This morning I came in the office to discover that two of the drives on a RAID-6, 3ware 9650SE controller were marked as degraded and it was rebuilding the array. After getting to about 4%, it got ECC errors on a third drive (this may have happened when I attempted to access the filesystem on this RAID and got I/O errors from the controller). Now I'm in this state:
> /c2/u1 show
Unit UnitType Status %RCmpl %V/I/M Port Stripe Size(GB)
------------------------------------------------------------------------
u1 RAID-6 REBUILDING 4%(A) - - 64K 7450.5
u1-0 DISK OK - - p5 - 931.312
u1-1 DISK OK - - p2 - 931.312
u1-2 DISK OK - - p1 - 931.312
u1-3 DISK OK - - p4 - 931.312
u1-4 DISK OK - - p11 - 931.312
u1-5 DISK DEGRADED - - p6 - 931.312
u1-6 DISK OK - - p7 - 931.312
u1-7 DISK DEGRADED - - p3 - 931.312
u1-8 DISK WARNING - - p9 - 931.312
u1-9 DISK OK - - p10 - 931.312
u1/v0 Volume - - - - - 7450.5
Examining the SMART data on the three drives in question, the two that are DEGRADED are in good shape (PASSED without any Current_Pending_Sector or Offline_Uncorrectable errors), but the drive listed as WARNING has 24 uncorrectable sectors.

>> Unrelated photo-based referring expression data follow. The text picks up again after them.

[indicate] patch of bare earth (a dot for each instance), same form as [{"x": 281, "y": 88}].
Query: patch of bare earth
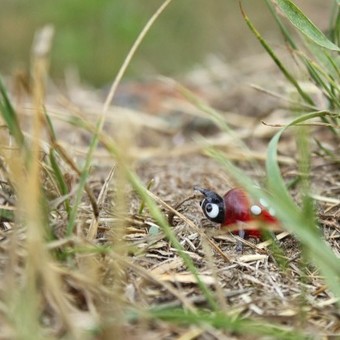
[{"x": 285, "y": 291}]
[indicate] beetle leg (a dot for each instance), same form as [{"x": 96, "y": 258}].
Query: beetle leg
[{"x": 239, "y": 244}]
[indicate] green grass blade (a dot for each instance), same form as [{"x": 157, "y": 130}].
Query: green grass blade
[
  {"x": 292, "y": 217},
  {"x": 159, "y": 217},
  {"x": 10, "y": 116},
  {"x": 225, "y": 322},
  {"x": 59, "y": 177},
  {"x": 277, "y": 61},
  {"x": 304, "y": 24}
]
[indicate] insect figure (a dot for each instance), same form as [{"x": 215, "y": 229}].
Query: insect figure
[{"x": 236, "y": 210}]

And, the "rebuild" has been stuck at 4% for ten hours now.
So:
How do I get it to start actually rebuilding? This particular controller doesn't appear to support /c2/u1 resume rebuild
, and the only rebuild command that appears to be an option is one that wants to know what disk to add (/c2/u1 start rebuild disk=<p:-p...> [ignoreECC]

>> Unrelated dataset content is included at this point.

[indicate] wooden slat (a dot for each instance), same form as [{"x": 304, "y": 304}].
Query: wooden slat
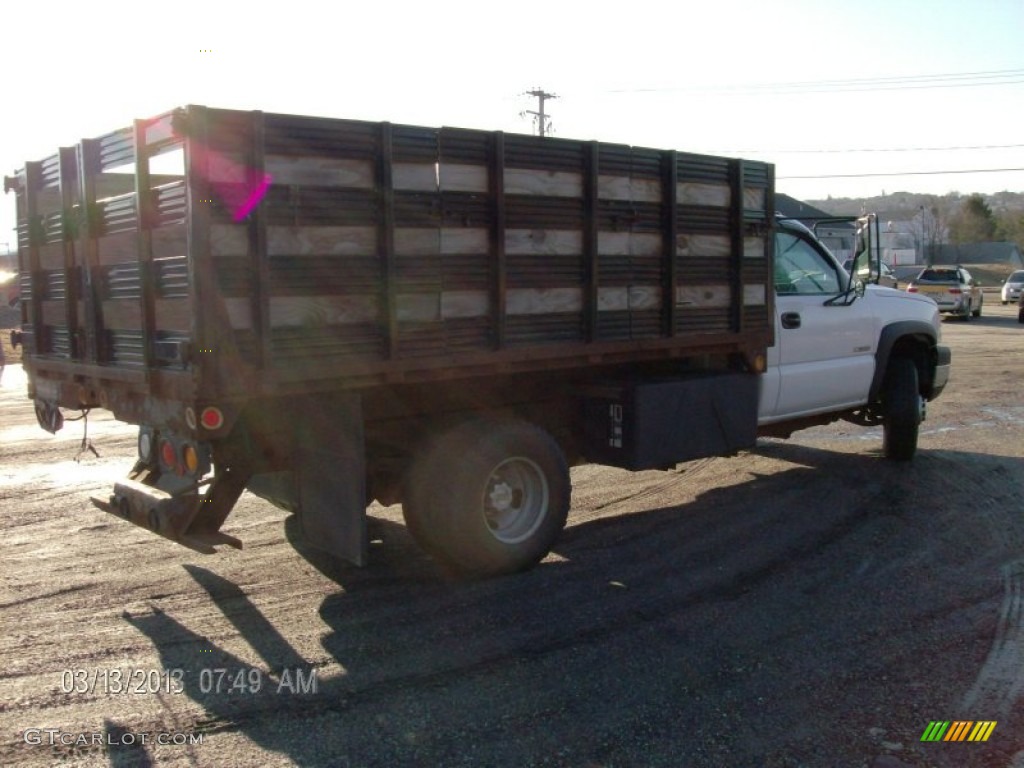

according to the help). I have two hot spares in the server, and I'm happy to engage them, but I don't understand what it would do with that information in the current state it's in.
Can I pull out the drive that is demonstrably failing (the WARNING drive), when I have two DEGRADED drives in a RAID-6? It seems to me that the best scenario would be for me to pull the WARNING drive and tell it to use one of my hot spares in the rebuild. But won't I kill the thing by pulling a "good" drive in a RAID-6 with two DEGRADED drives?
Finally, I've seen reference in other posts to a bad bug in this controller that causes good drives to be marked as bad and that upgrading the firmware may help. Is flashing the firmware a risky operation given the situation? Is it likely to help or hurt wrt the rebuilding-but-stuck-at-4% RAID? Am I experiencing this bug in action?
Advice outside the spiritual would be much appreciated. Thanks.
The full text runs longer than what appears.